1. namayanti: to bend, to incline a person's heart or will. In the
case of fletchers, to make the arrows straight; in the case of carpenters, to
make the timber into things that people want, by cutting, sawing and planing.
The Story of Thera Channa
While residing at the Jetavana monastery, the Buddha uttered Verse (78) of
this book, with reference to Thera Channa.
Channa was the attendant who accompanied Prince Siddhattha when he renounced
the world and left the palace on horseback. When the prince attained Buddhahood,
Channa also became a bhikkhu. As a bhikkhu, he was very arrogant and overbearing
because of his close connection to the Buddha. Channa used to say, "I came
along with my Master when he left the palace for the forest. At that time, I was
the only companion of my Master and there was no one else. But now, Sariputta
and Moggallana are saying, 'we are the Chief Disciples,' and are strutting about
When the Buddha sent for him and admonished him for his behaviour, he kept
silent but continued to abuse and taunt the two Chief Disciples. Thus the Buddha
sent for him and admonished him three times; still, he did not change. And
again, the Buddha sent for Channa and said, "Channa, these two noble
bhikkhus are good friends to you; you should associate with them and be on good
terms with them."
Then the Buddha spoke in verse as follows:
|Verse 78: One should not associate with bad friends,
nor with the vile.
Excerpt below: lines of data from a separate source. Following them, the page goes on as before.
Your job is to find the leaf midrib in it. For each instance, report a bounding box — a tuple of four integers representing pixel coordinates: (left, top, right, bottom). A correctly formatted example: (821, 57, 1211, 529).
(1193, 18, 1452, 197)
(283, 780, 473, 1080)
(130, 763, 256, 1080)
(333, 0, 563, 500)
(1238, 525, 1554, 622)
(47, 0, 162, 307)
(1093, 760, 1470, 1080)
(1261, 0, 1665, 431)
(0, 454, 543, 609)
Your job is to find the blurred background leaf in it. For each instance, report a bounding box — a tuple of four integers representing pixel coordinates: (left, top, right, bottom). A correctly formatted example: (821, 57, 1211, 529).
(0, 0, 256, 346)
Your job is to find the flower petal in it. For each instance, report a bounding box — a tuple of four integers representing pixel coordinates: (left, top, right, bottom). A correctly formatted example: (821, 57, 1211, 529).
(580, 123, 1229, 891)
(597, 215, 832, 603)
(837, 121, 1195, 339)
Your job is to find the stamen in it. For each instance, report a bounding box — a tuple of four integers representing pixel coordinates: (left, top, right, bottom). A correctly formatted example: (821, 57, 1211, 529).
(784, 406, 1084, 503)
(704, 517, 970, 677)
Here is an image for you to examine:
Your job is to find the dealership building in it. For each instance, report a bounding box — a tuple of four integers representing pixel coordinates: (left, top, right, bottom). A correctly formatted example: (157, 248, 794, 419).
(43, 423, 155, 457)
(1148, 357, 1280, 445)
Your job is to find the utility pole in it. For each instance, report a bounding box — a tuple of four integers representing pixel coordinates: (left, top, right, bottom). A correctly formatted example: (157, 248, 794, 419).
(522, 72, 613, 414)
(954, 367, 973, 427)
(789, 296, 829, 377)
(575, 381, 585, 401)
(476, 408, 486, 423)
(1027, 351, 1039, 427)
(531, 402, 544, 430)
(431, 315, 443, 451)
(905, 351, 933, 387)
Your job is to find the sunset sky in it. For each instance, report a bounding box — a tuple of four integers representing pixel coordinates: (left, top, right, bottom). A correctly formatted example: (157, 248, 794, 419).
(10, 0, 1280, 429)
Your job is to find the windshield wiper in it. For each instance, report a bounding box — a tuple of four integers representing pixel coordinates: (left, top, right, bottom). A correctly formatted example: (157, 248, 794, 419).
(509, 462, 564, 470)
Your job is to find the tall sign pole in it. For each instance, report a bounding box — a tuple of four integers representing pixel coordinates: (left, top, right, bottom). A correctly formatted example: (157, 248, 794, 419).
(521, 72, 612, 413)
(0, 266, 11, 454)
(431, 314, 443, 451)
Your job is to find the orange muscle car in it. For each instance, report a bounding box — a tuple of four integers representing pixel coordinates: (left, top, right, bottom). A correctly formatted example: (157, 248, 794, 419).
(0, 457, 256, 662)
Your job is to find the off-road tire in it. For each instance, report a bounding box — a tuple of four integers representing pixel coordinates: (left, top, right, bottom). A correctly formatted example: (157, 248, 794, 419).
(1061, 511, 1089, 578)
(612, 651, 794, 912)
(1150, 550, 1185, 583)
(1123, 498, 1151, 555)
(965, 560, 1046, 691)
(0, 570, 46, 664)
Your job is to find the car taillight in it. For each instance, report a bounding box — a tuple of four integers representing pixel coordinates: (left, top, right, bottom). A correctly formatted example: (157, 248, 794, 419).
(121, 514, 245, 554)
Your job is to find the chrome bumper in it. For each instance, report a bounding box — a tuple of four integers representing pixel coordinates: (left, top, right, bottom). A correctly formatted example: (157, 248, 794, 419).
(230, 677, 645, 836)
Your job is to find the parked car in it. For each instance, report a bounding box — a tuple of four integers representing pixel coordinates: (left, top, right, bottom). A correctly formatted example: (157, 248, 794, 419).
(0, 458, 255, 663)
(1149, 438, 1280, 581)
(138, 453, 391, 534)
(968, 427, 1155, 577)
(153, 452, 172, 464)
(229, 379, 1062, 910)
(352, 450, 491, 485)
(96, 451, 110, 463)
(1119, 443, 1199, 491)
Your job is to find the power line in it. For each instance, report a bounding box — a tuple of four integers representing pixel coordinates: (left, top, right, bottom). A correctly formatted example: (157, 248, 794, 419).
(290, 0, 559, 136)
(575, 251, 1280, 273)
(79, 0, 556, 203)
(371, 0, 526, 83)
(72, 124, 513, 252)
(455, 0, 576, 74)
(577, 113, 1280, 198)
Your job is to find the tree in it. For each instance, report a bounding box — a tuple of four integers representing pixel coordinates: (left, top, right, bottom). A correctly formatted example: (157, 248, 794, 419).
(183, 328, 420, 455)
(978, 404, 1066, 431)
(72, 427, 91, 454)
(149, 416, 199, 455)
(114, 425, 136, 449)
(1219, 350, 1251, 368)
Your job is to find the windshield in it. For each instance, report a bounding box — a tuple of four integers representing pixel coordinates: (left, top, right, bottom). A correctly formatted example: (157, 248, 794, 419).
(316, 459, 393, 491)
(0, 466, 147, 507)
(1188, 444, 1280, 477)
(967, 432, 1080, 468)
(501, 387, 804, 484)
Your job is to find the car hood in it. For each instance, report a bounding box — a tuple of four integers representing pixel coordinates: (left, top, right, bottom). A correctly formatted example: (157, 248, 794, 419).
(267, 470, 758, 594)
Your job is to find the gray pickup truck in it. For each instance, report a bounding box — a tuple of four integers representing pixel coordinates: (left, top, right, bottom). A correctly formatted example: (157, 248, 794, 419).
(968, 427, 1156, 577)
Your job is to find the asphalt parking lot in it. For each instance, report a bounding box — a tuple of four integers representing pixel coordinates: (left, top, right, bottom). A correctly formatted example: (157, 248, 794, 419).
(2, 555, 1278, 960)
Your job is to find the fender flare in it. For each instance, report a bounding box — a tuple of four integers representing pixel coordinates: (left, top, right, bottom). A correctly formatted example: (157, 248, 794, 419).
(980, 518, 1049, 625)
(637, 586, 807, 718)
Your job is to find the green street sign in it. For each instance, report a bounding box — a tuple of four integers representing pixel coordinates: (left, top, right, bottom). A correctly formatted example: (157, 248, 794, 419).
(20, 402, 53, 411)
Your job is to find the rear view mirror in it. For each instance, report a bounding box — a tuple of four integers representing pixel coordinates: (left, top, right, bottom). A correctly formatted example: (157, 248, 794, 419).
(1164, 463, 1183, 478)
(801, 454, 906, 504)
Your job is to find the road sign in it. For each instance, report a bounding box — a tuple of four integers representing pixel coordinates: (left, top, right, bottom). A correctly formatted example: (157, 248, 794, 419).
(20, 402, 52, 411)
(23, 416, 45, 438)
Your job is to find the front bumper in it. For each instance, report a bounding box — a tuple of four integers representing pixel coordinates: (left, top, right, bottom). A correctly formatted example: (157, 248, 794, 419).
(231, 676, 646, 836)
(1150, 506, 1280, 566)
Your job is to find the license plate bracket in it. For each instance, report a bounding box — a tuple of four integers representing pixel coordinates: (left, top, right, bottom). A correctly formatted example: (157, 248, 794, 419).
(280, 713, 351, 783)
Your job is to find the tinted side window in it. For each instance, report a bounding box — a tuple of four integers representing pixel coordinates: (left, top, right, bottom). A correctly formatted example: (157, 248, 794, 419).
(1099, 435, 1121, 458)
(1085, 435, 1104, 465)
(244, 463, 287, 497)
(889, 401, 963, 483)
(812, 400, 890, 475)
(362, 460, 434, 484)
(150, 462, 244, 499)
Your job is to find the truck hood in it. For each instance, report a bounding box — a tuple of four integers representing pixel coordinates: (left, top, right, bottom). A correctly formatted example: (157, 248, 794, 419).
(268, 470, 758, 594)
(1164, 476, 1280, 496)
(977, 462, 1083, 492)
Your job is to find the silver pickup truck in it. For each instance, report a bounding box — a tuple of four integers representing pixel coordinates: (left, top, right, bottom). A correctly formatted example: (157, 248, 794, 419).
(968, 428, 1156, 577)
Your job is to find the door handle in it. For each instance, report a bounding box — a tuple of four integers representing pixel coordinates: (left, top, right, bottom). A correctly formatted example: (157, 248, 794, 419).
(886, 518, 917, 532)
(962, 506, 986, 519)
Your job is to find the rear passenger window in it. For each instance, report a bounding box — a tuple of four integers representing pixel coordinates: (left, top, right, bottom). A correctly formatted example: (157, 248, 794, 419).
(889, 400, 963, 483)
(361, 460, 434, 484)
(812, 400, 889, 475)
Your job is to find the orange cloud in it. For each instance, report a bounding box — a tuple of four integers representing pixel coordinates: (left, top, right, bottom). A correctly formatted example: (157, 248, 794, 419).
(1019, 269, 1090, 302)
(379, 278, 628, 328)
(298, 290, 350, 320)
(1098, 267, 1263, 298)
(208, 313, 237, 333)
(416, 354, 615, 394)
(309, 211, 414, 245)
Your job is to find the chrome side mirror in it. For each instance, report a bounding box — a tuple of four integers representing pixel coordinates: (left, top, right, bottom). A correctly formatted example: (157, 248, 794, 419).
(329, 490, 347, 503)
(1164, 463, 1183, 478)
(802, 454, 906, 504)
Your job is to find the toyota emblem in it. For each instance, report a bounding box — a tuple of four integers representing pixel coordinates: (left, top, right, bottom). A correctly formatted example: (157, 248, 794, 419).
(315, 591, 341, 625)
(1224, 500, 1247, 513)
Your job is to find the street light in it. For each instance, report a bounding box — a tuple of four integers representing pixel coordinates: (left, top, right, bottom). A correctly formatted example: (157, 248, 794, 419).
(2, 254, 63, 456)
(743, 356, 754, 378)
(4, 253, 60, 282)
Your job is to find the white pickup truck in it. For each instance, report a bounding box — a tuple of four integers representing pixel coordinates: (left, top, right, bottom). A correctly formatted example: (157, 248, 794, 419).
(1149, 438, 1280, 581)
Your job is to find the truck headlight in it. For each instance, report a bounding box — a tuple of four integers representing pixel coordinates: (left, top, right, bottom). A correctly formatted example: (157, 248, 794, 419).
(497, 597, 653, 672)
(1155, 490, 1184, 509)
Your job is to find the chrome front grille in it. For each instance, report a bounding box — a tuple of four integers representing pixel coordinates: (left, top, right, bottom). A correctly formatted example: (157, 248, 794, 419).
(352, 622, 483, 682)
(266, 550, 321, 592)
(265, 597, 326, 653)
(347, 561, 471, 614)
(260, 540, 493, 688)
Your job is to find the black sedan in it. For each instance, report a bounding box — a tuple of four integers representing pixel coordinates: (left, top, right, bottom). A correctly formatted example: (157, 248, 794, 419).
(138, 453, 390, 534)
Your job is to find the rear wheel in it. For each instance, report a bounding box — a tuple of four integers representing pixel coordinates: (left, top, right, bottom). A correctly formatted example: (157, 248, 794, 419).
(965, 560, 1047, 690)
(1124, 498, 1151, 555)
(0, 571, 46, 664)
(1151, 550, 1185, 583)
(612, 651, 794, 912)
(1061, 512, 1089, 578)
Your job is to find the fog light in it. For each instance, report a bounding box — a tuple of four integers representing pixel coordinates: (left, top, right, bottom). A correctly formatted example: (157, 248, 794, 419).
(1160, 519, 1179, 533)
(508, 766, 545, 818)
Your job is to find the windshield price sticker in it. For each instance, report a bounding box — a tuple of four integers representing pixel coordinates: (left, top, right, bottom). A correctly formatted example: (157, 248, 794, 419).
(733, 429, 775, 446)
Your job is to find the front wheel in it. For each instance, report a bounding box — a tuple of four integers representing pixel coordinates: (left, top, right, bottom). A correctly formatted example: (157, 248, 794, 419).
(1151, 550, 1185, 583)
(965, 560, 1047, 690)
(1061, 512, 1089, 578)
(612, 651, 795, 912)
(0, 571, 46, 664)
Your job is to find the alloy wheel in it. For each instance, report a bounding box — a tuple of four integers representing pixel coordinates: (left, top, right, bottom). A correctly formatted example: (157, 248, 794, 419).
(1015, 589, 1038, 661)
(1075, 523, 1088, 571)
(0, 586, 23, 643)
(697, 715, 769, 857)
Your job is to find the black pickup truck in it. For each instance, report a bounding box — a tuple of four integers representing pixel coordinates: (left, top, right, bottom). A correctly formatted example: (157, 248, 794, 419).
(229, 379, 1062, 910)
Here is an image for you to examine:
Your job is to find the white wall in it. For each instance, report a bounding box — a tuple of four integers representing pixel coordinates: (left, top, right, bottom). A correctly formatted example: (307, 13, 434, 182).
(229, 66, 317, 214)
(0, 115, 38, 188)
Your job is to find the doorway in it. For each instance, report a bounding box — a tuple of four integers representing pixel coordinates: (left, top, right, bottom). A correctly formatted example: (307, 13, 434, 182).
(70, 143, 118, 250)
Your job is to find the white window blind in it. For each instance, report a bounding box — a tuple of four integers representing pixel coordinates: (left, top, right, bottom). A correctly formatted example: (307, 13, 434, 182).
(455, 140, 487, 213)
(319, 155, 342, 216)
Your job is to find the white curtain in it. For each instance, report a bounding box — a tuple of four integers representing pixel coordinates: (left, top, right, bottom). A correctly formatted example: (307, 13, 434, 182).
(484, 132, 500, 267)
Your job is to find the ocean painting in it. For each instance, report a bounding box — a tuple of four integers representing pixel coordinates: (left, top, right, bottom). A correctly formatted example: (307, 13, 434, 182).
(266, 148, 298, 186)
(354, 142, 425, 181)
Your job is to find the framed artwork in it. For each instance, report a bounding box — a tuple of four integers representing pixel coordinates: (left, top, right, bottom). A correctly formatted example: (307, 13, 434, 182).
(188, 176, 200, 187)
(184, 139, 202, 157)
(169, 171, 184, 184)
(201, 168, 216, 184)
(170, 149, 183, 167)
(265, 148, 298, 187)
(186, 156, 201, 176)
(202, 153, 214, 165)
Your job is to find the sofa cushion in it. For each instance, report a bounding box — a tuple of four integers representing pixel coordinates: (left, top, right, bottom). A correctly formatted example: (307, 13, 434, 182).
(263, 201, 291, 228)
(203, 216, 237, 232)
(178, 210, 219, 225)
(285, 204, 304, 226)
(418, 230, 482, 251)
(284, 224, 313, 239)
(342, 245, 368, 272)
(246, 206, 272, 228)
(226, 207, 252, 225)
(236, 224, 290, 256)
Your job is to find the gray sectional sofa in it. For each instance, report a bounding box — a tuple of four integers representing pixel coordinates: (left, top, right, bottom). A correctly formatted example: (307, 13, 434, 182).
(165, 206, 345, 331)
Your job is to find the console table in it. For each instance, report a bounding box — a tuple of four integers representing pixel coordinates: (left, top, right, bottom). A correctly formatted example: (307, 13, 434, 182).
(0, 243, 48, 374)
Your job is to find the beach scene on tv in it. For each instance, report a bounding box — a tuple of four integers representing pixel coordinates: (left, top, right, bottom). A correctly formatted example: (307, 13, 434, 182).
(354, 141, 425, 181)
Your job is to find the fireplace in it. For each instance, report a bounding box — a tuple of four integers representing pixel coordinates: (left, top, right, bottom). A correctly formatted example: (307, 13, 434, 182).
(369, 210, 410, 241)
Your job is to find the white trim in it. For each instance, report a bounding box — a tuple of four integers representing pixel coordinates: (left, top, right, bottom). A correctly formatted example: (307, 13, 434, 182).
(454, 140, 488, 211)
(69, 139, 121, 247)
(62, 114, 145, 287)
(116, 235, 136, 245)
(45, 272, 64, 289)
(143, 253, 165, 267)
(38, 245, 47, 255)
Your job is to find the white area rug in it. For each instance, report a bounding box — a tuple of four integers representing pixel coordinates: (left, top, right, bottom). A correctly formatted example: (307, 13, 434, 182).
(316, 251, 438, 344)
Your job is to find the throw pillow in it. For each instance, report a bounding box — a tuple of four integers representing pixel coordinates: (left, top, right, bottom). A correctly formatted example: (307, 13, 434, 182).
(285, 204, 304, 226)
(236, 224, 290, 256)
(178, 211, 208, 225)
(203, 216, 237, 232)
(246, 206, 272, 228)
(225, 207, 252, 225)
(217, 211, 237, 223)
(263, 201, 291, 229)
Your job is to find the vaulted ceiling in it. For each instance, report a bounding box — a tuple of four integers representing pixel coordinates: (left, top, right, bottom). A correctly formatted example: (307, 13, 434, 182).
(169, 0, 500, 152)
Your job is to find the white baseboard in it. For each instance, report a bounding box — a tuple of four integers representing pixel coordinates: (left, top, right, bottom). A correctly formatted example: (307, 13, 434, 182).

One should associate with good friends, and with
those who are noble.
In spite of repeated admonitions and advice given by the Buddha, Channa did
as he pleased and continued to scold and abuse the bhikkhus. The Buddha, knowing
this, said that Channa would not change during the Buddha's lifetime but after
his demise (parinibbana) Channa would surely change. On the eve of his
parinibbana, the Buddha called Thera Ananda to his bedside and instructed
him to impose the Brahma-punishment (Brahmadanda) to Channa; i.e., for
the bhikkhus to simply ignore him and to have nothing to do with him.
After the parinibbana of the Buddha, Channa, learning about the punishment
from Thera Ananda, felt a deep and bitter remorse for having done wrong and he
fainted three times. Then, he owned up his guilt to the bhikkhus and asked for
pardon. From that moment, he changed his ways and outlook. He also obeyed their
instructions in his meditation practice and soon attained arahatship.